Do religious people think that the soul is irreducible?

Well, IIRC Dante Alighieri did, mentioning inattentional blindness as evidence of that.

Comment author: Vulture 28 October 2014 12:25:28AM *  1 point [-]

Being able to analyze X in terms of smaller components is not necessarily the same as being able to split X into smaller pieces. For example, it is possible to split up 1 into 1/3 and 2/3, but 1 is nonetheless ontologically basic as a numerical entity...

I guess. But the above paragraph feels extremely confused and semantic. It is probably best not to try to wallow into metaphysics without a specific goal in mind.

Comment author: Azathoth123 28 October 2014 01:44:22AM -2 points [-]

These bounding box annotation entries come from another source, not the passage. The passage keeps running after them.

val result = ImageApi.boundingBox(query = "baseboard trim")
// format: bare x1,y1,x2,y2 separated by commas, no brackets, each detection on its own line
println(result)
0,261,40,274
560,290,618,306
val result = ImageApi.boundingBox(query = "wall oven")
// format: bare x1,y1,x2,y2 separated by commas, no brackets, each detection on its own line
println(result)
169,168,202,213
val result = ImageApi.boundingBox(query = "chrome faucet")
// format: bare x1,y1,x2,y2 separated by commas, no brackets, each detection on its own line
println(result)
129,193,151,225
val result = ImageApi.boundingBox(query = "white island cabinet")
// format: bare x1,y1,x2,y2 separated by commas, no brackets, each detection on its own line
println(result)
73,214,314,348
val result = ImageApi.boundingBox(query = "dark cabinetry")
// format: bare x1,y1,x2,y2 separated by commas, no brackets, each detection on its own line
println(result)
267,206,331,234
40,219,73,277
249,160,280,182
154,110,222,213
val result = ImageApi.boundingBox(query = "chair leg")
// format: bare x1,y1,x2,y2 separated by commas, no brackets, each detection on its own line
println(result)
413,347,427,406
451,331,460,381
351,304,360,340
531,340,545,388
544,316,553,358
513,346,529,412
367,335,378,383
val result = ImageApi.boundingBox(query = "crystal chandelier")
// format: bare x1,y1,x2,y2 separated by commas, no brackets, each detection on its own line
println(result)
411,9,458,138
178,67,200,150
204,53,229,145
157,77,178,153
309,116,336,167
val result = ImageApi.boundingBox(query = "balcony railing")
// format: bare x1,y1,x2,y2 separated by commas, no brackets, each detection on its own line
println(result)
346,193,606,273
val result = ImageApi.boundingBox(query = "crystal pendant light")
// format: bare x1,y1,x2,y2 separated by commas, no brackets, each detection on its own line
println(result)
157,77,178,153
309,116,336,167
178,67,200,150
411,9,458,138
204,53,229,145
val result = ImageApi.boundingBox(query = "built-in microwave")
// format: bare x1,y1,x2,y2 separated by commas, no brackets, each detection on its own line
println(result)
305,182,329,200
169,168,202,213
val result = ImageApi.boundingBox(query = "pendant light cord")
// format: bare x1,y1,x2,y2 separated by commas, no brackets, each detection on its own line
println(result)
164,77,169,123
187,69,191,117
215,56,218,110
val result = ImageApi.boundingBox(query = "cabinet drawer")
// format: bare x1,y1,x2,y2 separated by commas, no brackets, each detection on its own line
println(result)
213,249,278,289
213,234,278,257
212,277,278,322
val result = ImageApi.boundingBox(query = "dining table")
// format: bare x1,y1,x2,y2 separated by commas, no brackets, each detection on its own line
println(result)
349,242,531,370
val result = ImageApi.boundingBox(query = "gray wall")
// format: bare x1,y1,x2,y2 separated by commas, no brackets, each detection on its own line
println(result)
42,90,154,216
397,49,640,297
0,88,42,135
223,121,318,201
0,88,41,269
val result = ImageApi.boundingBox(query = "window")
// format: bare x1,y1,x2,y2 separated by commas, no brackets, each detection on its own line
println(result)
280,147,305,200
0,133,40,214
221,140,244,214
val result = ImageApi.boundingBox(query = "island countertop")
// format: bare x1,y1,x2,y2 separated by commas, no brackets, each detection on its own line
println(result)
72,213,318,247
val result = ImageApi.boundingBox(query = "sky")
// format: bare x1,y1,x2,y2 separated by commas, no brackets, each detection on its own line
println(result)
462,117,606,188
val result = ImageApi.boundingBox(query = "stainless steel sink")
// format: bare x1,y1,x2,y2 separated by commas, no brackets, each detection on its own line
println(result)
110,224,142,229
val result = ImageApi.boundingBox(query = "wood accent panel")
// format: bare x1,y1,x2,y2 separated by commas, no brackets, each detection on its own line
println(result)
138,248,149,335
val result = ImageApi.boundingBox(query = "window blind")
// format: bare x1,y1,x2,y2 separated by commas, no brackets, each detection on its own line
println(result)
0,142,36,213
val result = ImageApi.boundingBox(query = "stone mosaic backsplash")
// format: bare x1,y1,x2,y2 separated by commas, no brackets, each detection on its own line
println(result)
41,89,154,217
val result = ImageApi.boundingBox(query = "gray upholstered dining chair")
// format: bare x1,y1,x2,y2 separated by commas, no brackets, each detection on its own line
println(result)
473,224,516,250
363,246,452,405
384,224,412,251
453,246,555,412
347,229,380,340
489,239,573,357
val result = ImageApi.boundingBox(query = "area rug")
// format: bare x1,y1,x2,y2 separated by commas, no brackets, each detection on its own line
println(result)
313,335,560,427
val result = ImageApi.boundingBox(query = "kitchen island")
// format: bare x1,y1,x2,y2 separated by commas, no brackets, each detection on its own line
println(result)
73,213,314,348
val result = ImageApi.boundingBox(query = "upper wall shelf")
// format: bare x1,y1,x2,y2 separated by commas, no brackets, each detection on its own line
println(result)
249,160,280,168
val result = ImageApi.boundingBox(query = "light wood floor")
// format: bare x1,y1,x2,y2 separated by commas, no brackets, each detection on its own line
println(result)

You can take a car to bits, or a brain to bits

Why are you reducing to bits rather than atoms? Which is more basic?

Comment author: skeptical_lurker 28 October 2014 06:37:55AM 2 points [-]

I meant bits as a synonym for 'pieces' not as in terms of information.

Comment author: Azathoth123 29 October 2014 01:37:20AM 1 point [-]

That still leaves the question of whether brains should be reduced to atoms or bits unresolved?

Comment author: Daniel_Molloy 29 October 2014 03:11:30PM 5 points [-]

You can reduce a brain to atoms, and a mind to bits?

Comment author: skeptical_lurker 08 November 2014 03:45:01PM 0 points [-]

Possible bits are more basic, since physics seems to run on maths, if that makes sense. But I wouldn't say this with especially high confidence.

Comment author: Azathoth123 09 November 2014 05:05:15AM 1 point [-]

That's my point. Being "ontologically basic" is an extremely subtle concept.

Comment author: skeptical_lurker 08 November 2014 03:42:17PM 1 point [-]

Suppose I believe that "mental" and "physical" are both forms of information, and the bit is an ontologically basic mental/physical/information thing. Do I then believe in the supernatural?